I’d been spinning, whirling along with my bed, which floated above the floor, abruptly released from gravity. The sheet and quilt became restraints, imprisoning my arms and legs. The mask had begun its descent, cove
ring my mouth, my nose, choking me, stealing my breath.…
Why had I assumed oxygen, air, anything, in the mask? Why not the simple absence of air? Nose and mouth covered, airways blocked … would Rebecca have lashed out, squirmed, and kicked? Would Tina Sukhia have recognized her distress for what it was? Suffocation.
What it might have been, I amended. I could hardly ask Tina now, and I doubted “suffocation” would appear on Becca’s medical chart. I shut my eyes and tried to force myself back into the dream, to view the resolute face above the mask.
When I woke again, my alarm clock was on the floor where I must have hurled it. Sunlight flooded the curtains.
The house was still. Paolina slept, catching up for two late nights in a row. I tiptoed downstairs, brunched at my desk on crackers smeared with peanut butter.
The phone book gave only one number for JHHI. I didn’t want Admissions. I didn’t want Muir. I didn’t particularly want Personnel. I closed my eyes and came up with the name of the floor on which I’d spent so much time waiting: Eastman Two. I dialed and repeated the words to the operator.
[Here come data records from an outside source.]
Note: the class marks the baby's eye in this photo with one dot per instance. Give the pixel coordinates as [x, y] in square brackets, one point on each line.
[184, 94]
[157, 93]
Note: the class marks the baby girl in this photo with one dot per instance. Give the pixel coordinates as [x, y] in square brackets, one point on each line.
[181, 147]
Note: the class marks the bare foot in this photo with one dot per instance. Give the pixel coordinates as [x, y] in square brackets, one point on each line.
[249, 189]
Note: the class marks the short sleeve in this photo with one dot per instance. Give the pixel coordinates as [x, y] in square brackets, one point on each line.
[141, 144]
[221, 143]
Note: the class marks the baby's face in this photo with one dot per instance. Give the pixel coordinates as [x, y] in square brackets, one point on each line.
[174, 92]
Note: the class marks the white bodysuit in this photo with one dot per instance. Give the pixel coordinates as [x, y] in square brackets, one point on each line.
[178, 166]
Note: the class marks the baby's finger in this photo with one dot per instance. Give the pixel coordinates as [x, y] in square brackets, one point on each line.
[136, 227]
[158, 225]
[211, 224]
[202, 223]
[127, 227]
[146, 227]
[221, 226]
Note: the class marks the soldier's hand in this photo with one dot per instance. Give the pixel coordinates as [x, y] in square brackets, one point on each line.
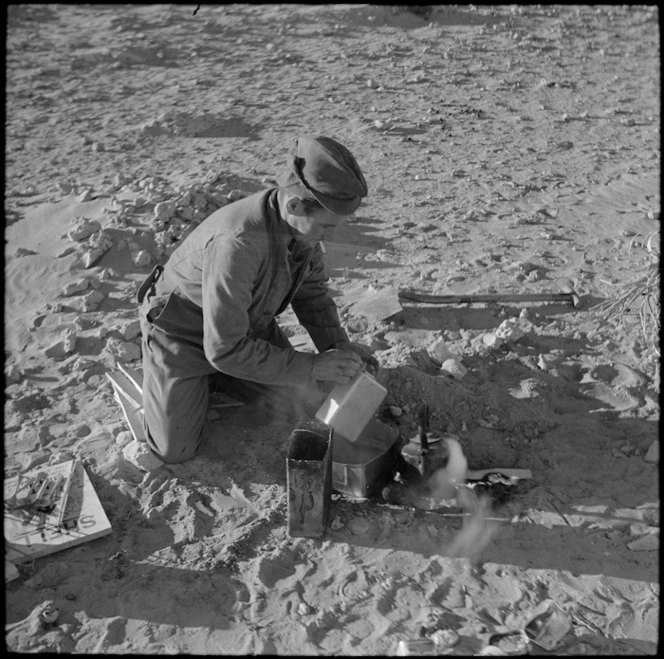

I was almost certain the woman who picked up was Barbara, the dragon-lady receptionist. “May I speak to Miss Cates?” I said clearly.
“Who?”
“Savannah Cates.”
“Oh, Savannah. Right. She’s no longer with us.”
Damn. “Is she ill?” I asked.
“Who is this?”
“Her sister. I’ve been trying to reach her at home—”
“Can you hold, please?” Barbara said, zapping me into limbo.
She was back in a minute, sounding harried. “Look, Savannah was temping with us. Try her agency, okay?”
The line went dead. There was an S. Cates in the book. I let the phone ring twenty times before I gave it up.
Harold Woodrow and Savannah Cates. An odd couple, but if Emily had hired me to prove infidelity, I’d have gone a long way toward earning my fee.
I gathered my uncombed hair into a messy topknot and yanked it, leaning way back in my chair and trying to figure a connection between Harold and Savannah that amounted to anything more sinister than sex. Could they have caused Emily’s disappearance? Could they be implicated in Rebecca’s death?